You can enable decommissioning to help address these issues. Decommissioning takes advantage of the notification that the cloud provider usually sends before a spot instance is decommissioned. When a spot instance containing an executor receives a preemption notification, the decommissioning process will attempt to migrate shuffle and RDD data to healthy executors. The duration before the final preemption is typically 30 seconds to 2 minutes, depending on the cloud provider.

Databricks recommends enabling data migration when decommissioning is also enabled. Generally, the possibility of errors decreases as more data is migrated, including shuffle fetching failures, shuffle data loss, and RDD data loss. Data migration can also lead to less re-computation and saved costs.

Note

Decommissioning is a best effort and does not guarantee that all data can be migrated before final preemption. Decommissioning cannot guarantee against shuffle fetch failures when running tasks are fetching shuffle data from the executor.

With decommissioning enabled, task failures caused by spot instance preemption are not added to the total number of failed attempts. Task failures caused by preemption are not counted as failed attempts because the cause of the failure is external to the task and will not result in job failure.

Enable decommissioning

To enable decommissioning on a compute, enter the following properties in the Spark tab under Advanced Options in the compute configuration UI. For information on these properties, see Spark configuration.

  • To enable decommissioning for applications, enter this property in the Spark config field:

    spark.decommission.enabled true
    
  • To enable shuffle data migration during decommissioning, enter this property in the Spark config field:

    spark.storage.decommission.enabled true
    spark.storage.decommission.shuffleBlocks.enabled true
    
  • To enable RDD cache data migration during decommissioning, enter this property in the Spark config field:

    spark.storage.decommission.enabled true
    spark.storage.decommission.rddBlocks.enabled true
    

    Note

    When RDD StorageLevel replication is set to more than 1, Databricks does not recommend enabling RDD data migration since the replicas ensure RDDs will not lose data.

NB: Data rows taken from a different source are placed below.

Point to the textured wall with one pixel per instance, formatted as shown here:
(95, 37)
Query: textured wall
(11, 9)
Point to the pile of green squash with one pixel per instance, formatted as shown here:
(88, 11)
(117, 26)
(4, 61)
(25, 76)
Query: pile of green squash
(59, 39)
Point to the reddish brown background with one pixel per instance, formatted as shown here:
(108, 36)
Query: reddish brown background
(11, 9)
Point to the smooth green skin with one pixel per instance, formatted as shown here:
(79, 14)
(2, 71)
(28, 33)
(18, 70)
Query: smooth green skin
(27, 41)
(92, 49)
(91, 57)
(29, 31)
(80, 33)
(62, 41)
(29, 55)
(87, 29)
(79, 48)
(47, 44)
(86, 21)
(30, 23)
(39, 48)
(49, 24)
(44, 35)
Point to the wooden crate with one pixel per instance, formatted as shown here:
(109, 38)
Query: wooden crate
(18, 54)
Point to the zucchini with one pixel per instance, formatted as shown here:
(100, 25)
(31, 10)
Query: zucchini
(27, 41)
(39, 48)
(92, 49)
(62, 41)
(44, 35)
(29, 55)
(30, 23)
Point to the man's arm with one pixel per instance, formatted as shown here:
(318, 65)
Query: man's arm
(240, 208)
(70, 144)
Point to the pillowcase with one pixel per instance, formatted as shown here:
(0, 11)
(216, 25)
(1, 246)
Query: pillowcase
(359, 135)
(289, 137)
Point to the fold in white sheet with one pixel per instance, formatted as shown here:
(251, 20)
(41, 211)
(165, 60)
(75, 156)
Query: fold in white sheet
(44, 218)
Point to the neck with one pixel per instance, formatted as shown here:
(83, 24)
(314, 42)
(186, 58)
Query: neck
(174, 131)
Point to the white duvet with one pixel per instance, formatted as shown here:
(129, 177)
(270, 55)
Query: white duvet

  • To enable decommissioning for workers, enter this property in the Environment Variables field:

    SPARK_WORKER_OPTS="-Dspark.decommission.enabled=true"
    

View the decommission status and loss reason in the UI

To access a worker’s decommission status from the UI, navigate to the Spark compute UI - Master tab.

When the decommissioning finishes, you can view the executor’s loss reason in the Spark UI > Executors tab on the compute details page.